Recommended Market Data Systems Testing Practices: Conclusion and Main Takeaways
- The question of efficient quality validation for market data / direct-feed / ticker plant / consolidated tape is especially acute in the context of the EU and UK plans to build a pan-European consolidated tape system, and of the US exchanges and OPRA proposing to further improve the US NMS consolidated tape distribution.
- Exactpro’s independent AI-enabled Testing addresses unique market data system requirements and challenges, such as the need to handle large volumes of highly disparate data transmitted from diverse sources via a variety of protocols, as well as to enrich, customise and restore the aggregated data, where appropriate.
- The two ticker plant testing approaches – testing via simulators or historical data replay tools and testing with dedicated test environments provided by exchanges – can be implemented separately or as a hybrid solution. The hybrid approach ensures the most extensive test coverage.
- In a complex distributed system, it is crucial to understand – and cover with testing – the possibility of hidden interdependencies that will only reveal themselves at the intersection of Functional Testing and Non-functional Testing.
- Following comprehensive data-first testing principles allows for widespread data unification, process automation – including AI-enabled enhancements in the form of test library generation and optimisation – versatile parametric analyses and continuous digital model improvement. Establishing and maintaining a data-first practice ultimately leads to developing an extensive and yet highly resource-efficient test library.

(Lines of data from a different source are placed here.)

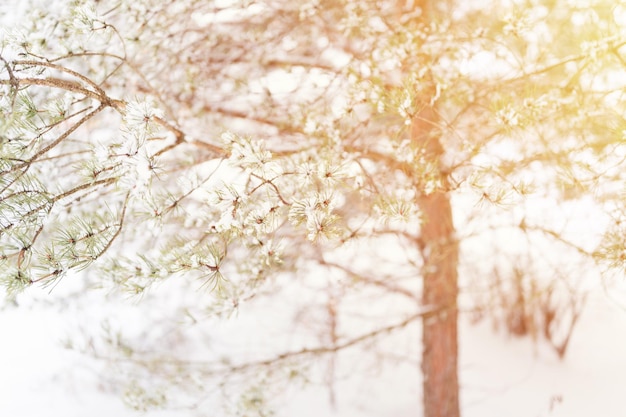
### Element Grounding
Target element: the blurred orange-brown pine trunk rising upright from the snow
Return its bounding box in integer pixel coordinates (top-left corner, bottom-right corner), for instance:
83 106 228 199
405 0 460 417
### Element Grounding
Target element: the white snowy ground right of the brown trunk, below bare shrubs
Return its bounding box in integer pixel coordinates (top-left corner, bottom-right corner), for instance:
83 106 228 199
461 290 626 417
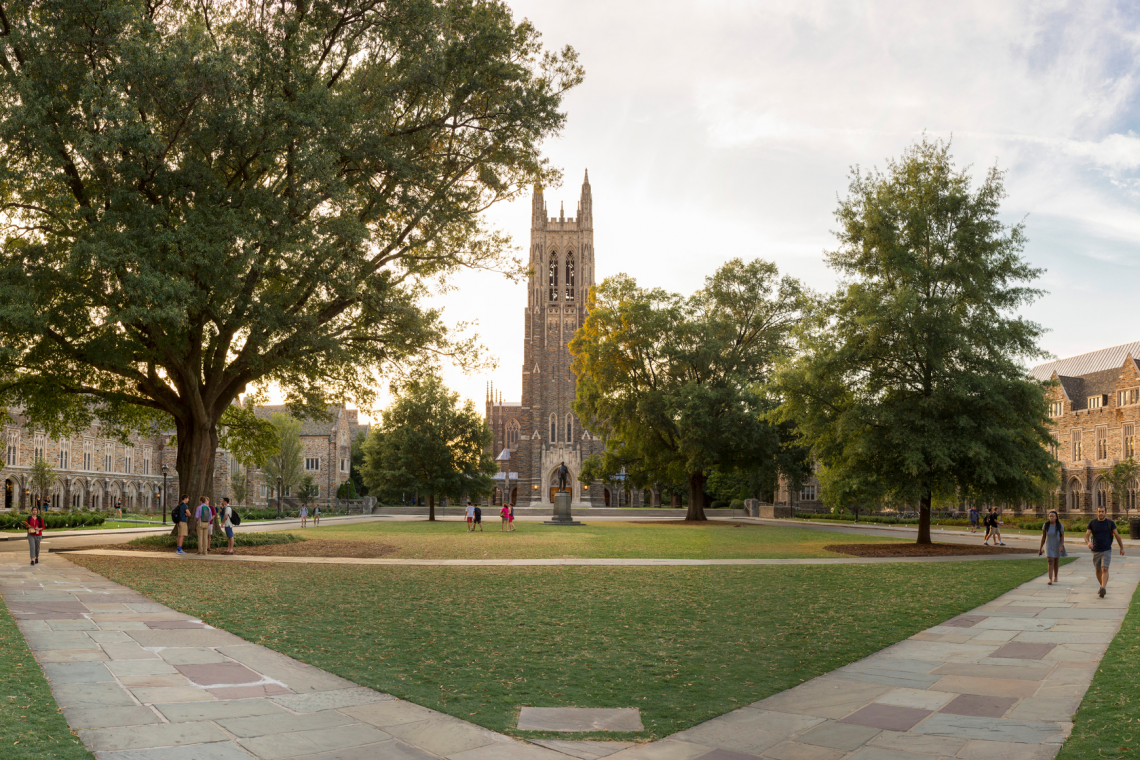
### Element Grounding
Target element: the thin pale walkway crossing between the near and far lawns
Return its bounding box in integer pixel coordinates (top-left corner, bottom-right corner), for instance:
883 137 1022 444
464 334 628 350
66 549 1044 567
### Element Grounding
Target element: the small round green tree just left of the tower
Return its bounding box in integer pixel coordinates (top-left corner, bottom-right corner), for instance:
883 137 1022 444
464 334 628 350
361 373 497 520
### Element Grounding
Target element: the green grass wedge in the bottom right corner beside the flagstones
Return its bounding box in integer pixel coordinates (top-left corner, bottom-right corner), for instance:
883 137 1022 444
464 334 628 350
1057 578 1140 760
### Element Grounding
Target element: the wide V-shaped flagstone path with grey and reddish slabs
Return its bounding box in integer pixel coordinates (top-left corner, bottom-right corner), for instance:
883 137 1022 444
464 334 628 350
0 553 1140 760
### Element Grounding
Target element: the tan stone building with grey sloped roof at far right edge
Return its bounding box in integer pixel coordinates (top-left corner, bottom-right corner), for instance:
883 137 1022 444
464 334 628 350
1031 342 1140 513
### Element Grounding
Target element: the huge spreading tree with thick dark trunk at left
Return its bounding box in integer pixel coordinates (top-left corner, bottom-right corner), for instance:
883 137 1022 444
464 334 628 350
0 0 581 510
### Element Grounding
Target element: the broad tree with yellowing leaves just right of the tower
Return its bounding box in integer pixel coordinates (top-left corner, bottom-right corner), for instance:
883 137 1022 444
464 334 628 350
570 259 805 520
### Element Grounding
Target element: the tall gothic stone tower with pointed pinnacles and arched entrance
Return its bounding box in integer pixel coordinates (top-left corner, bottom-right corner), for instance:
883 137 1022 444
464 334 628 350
487 173 605 507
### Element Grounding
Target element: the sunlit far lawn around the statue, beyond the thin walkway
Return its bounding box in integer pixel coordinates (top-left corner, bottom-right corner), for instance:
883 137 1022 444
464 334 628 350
299 517 906 559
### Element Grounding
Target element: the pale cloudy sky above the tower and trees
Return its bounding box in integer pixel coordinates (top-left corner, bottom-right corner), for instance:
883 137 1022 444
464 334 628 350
408 0 1140 417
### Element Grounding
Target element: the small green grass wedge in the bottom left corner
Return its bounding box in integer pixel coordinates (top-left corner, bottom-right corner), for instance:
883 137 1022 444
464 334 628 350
0 599 93 760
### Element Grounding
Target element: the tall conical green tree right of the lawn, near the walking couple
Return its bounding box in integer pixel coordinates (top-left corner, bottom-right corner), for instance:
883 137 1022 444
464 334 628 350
775 139 1056 544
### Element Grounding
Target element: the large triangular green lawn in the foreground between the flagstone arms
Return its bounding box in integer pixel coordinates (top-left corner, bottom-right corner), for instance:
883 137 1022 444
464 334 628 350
71 555 1044 739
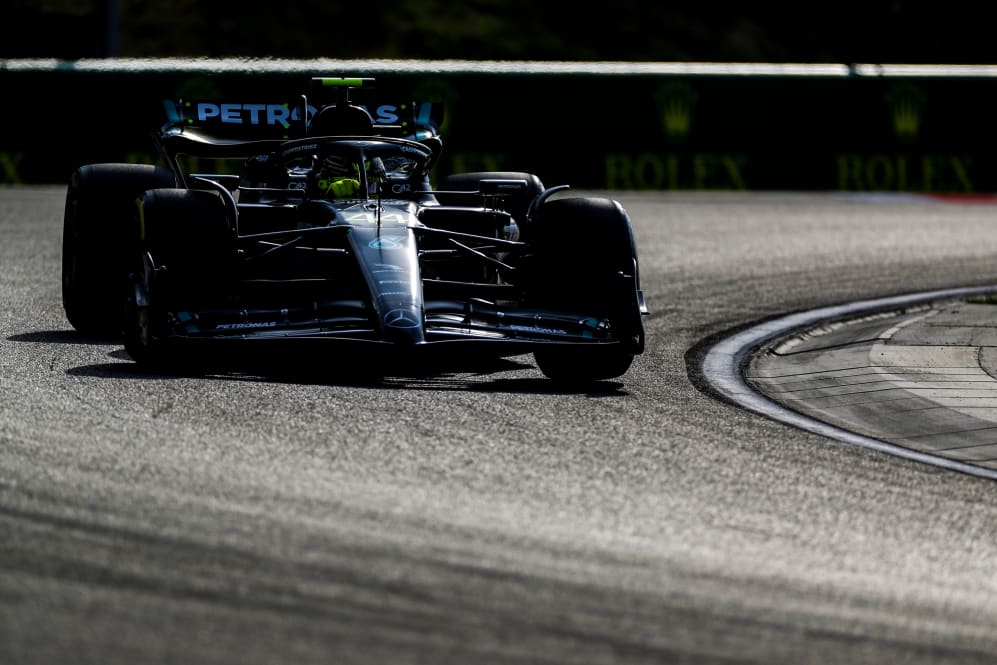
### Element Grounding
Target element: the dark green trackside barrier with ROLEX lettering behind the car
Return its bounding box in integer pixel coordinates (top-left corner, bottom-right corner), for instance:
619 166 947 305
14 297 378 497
0 59 997 195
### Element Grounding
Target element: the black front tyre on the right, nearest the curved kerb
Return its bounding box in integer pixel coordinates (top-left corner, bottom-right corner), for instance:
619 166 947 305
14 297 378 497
527 198 644 383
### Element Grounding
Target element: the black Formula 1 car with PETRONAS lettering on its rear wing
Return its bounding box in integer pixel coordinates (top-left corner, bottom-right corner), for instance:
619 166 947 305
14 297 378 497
62 78 648 382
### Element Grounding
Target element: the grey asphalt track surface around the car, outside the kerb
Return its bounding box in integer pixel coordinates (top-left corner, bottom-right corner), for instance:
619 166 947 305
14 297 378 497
0 187 997 665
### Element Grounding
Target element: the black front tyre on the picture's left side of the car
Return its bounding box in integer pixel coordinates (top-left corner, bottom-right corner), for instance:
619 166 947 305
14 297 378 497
124 189 235 369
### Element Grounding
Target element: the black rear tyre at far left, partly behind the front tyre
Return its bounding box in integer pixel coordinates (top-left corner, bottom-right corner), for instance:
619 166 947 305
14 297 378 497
62 164 175 337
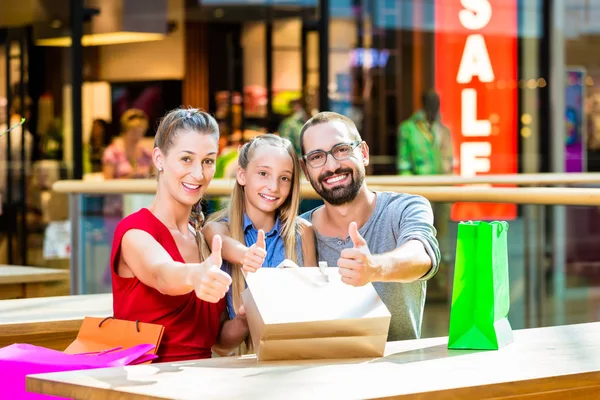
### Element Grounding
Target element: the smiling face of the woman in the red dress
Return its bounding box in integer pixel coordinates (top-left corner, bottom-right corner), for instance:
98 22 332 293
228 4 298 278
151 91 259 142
154 129 218 207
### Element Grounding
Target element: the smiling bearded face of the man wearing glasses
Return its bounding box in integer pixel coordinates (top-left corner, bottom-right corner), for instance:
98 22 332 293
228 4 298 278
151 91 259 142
302 121 369 205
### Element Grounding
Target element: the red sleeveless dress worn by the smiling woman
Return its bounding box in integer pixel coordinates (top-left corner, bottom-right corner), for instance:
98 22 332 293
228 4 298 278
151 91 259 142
111 208 225 362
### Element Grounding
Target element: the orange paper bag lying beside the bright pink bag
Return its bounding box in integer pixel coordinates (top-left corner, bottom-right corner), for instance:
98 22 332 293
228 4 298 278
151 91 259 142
64 317 165 354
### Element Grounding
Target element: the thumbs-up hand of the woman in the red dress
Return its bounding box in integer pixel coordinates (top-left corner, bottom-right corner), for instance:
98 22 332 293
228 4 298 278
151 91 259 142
189 235 231 303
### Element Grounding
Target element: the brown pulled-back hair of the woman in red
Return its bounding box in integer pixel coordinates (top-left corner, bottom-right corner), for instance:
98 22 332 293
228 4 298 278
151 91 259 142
154 107 219 261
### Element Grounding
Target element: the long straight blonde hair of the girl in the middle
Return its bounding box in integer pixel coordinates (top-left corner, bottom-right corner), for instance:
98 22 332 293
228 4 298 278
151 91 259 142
210 134 300 340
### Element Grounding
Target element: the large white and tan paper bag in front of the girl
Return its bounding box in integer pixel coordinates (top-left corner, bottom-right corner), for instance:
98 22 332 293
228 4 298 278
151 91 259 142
242 267 391 360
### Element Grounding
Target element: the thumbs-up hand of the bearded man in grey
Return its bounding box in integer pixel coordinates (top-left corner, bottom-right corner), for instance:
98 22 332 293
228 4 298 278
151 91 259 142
338 222 377 286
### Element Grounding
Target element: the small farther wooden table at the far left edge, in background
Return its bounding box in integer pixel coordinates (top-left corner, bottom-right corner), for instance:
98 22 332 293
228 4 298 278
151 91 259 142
0 265 69 300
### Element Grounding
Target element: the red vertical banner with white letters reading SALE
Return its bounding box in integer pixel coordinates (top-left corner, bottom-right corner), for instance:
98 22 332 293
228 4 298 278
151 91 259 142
435 0 518 221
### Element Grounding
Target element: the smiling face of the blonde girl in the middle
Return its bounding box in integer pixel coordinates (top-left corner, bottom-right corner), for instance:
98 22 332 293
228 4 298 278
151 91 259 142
237 145 294 214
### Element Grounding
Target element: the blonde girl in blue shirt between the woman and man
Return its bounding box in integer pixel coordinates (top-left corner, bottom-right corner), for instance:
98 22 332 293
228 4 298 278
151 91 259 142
203 134 317 318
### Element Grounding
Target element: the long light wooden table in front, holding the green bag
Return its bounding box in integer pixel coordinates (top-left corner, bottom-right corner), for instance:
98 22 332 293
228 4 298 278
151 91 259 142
27 323 600 400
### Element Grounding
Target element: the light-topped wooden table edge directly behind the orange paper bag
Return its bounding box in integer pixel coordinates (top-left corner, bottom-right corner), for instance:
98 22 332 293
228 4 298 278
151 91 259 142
0 294 113 351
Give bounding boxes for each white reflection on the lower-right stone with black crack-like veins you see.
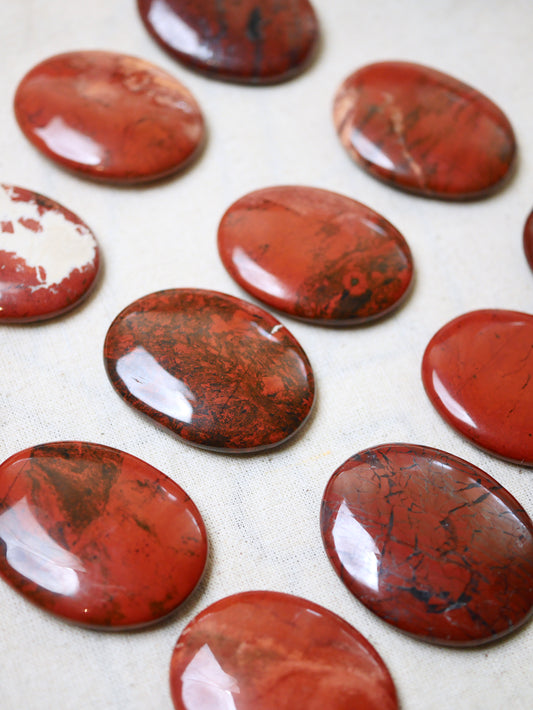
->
[333,500,380,591]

- Leveraging big data and system modelling makes the approach asset-class-agnostic and transferrable across any use cases supported by protocol-based interactions. Exactpro’s proposed models and test libraries are the result of years of experience working with some of the world’s leading trading, clearing and settlement and market data infrastructures.
- AI Testing can be used to assess the quality of systems that are not yet covered or are only partially covered by tests, as well as the analysis of existing test libraries, to obtain new information about the systems’ behaviour and to improve their quality via increasing test library coverage.
- Regardless of the complexity of the systems and integrated components, market data / ticker plant / consolidated tape system providers can benefit from independent AI-enabled assessment of their systems quality to improve their functionality, resilience, and compliance.